Department of Microbiology, Tumor and Cell Biology, Karolinska Institutet - Biomedicum, Solnavägen 9, 17165 Solna, Sweden.
Biological and Biomimetic Material Laboratory (BBML), Center for Sustainable Materials (SusMat), School of Materials Science and Engineering, Nanyang Technological University (NTU), Singapore, Singapore 637553.
Anal Chem. 2023 Jul 25;95(29):10869-10872. doi: 10.1021/acs.analchem.3c02384. Epub 2023 Jul 13.

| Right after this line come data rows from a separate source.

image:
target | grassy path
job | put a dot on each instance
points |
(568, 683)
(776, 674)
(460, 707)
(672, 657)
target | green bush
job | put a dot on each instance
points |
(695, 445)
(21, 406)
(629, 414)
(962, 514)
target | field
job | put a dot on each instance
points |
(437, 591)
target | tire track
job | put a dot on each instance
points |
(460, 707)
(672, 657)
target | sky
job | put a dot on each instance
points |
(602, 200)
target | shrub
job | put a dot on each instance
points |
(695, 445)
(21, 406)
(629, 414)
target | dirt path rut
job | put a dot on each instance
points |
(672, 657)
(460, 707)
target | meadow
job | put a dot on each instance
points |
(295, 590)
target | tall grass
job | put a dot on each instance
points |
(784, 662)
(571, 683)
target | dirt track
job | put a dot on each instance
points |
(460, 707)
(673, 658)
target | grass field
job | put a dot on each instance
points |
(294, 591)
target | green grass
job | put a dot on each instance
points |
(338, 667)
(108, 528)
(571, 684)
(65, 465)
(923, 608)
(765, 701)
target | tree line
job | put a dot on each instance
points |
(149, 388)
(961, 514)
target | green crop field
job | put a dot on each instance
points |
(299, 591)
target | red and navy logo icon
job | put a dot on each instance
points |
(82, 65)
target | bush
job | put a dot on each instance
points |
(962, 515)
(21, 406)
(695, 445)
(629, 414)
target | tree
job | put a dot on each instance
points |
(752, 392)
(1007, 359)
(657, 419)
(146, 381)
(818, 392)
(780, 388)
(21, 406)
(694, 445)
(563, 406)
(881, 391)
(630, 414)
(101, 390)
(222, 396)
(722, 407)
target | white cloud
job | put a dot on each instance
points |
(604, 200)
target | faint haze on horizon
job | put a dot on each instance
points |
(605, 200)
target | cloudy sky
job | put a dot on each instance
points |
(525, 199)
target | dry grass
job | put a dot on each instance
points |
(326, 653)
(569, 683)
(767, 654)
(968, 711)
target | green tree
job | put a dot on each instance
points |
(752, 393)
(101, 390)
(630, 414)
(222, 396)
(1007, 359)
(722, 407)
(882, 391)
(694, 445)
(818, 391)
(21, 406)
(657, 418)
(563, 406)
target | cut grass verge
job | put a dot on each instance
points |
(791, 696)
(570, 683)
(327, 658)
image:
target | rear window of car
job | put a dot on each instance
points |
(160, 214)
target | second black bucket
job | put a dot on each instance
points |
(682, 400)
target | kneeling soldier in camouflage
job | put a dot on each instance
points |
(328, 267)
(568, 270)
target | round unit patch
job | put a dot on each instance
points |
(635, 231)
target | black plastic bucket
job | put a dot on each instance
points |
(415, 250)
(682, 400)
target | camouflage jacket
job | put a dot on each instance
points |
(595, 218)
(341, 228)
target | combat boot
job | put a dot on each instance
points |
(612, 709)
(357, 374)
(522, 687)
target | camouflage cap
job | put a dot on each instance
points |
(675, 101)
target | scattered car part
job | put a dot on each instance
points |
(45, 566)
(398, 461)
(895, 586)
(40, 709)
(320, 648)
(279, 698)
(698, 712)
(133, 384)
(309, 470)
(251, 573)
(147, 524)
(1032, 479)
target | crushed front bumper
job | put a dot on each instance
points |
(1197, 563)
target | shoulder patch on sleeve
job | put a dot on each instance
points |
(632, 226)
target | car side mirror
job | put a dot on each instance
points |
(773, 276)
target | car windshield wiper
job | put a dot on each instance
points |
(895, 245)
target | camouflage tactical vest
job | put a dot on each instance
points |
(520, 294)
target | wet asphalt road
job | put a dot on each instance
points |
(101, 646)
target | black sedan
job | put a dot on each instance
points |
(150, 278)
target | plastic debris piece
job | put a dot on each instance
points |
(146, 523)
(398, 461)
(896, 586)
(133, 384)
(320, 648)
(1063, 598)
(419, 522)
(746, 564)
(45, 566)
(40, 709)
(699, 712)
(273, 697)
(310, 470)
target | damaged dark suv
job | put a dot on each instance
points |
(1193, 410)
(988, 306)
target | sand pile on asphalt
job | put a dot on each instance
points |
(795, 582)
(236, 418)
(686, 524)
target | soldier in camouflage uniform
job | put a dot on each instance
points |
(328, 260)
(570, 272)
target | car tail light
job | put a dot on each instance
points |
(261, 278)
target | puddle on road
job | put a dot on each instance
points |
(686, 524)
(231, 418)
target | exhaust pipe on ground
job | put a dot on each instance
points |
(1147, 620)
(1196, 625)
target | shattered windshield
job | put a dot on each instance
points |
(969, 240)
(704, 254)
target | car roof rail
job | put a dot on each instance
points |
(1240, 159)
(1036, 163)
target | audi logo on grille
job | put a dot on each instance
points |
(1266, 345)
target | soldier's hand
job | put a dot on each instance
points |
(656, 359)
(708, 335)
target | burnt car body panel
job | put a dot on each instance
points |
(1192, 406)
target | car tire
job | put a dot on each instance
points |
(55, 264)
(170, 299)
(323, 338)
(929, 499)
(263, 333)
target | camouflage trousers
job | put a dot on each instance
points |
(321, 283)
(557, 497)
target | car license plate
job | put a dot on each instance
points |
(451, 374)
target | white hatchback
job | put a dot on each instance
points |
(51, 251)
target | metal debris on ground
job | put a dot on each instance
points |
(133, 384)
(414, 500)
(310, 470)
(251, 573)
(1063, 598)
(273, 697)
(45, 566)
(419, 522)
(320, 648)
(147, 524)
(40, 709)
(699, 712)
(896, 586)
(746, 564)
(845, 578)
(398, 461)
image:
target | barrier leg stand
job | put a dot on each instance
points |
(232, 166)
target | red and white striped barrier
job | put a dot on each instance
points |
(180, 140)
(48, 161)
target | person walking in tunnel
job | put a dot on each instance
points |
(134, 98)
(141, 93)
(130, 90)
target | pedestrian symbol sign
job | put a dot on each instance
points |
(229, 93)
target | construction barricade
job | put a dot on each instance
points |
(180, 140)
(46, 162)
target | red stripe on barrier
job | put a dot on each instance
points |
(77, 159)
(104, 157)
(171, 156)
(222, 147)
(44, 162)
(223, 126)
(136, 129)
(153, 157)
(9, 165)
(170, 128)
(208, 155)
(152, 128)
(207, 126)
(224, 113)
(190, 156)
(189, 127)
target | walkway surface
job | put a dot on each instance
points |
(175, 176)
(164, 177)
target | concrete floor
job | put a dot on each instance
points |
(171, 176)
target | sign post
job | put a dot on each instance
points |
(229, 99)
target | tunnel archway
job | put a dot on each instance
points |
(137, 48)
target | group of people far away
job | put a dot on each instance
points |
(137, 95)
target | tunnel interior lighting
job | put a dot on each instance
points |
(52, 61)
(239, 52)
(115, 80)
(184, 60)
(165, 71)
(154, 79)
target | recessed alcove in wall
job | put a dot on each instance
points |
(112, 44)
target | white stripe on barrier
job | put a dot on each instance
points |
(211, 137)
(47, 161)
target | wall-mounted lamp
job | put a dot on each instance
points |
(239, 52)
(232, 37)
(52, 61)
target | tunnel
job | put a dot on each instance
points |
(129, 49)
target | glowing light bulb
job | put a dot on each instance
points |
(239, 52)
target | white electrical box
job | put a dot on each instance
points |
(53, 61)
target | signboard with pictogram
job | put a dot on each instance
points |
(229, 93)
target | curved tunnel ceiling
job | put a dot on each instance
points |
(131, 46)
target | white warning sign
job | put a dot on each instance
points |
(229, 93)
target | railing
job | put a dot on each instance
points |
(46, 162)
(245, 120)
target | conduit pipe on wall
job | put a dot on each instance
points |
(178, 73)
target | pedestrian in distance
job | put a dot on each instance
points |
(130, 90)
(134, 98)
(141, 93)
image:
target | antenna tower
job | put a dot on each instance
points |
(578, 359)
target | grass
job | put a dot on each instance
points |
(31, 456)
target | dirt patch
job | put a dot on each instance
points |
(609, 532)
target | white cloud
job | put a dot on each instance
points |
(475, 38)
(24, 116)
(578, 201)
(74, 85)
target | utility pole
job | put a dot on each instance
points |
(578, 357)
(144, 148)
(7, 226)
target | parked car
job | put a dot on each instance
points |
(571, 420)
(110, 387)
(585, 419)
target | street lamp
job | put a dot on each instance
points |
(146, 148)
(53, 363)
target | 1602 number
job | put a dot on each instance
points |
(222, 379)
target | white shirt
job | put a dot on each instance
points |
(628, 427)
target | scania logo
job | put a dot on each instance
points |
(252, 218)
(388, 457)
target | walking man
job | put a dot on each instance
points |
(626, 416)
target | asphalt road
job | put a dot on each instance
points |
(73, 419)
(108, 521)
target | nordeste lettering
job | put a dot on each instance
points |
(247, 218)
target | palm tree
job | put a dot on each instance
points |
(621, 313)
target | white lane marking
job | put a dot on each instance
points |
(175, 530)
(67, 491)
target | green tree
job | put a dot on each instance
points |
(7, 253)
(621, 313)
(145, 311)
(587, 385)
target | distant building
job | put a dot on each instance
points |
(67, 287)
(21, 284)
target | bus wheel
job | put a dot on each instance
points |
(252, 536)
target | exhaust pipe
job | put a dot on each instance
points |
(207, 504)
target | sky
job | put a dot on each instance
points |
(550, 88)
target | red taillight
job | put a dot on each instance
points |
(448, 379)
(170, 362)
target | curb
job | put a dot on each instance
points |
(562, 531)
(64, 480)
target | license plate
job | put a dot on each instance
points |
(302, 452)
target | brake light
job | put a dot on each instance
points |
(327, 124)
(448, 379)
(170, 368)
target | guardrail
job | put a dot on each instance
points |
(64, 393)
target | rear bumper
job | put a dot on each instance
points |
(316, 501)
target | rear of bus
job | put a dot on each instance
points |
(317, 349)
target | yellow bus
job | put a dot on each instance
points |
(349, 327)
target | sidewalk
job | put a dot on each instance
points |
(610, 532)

Engineering liquid-liquid phase separation (LLPS) of proteins and peptides holds great promise for the development of therapeutic carriers with intracellular delivery capability but requires accurate determination of their assembly properties , usually with fluorescently labeled cargo. Here, we use mass spectrometry (MS) to investigate redox-sensitive coacervate microdroplets (the dense phase formed during LLPS) assembled from a short His- and Tyr-rich peptide. We can monitor the enrichment of a reduced peptide in dilute phase as the microdroplets dissolve triggered by their redox-sensitive side chain, thus providing a quantitative readout for disassembly. Furthermore, MS can detect the release of a short peptide from coacervates under reducing conditions. In summary, with MS, we can monitor the disassembly and cargo release of engineered coacervates used as therapeutic carriers without the need for additional labels.
工程化液-液相分离 (LLPS) 蛋白质和肽对于开发具有细胞内递药能力的治疗载体具有巨大的应用前景,但需要准确确定它们的组装特性,通常需要使用荧光标记的货物。在这里,我们使用质谱 (MS) 来研究由短的富含组氨酸和酪氨酸的肽组装而成的氧化还原敏感共凝聚微滴(LLPS 过程中形成的密集相)。我们可以监测到疏相中的还原肽的富集,因为微滴在其氧化还原敏感侧链的触发下溶解,从而为解组装提供定量读数。此外,MS 可以检测到在还原条件下短肽从共凝聚物中的释放。总之,通过 MS,我们可以监测作为治疗载体的工程共凝聚物的解组装和货物释放,而无需额外的标签。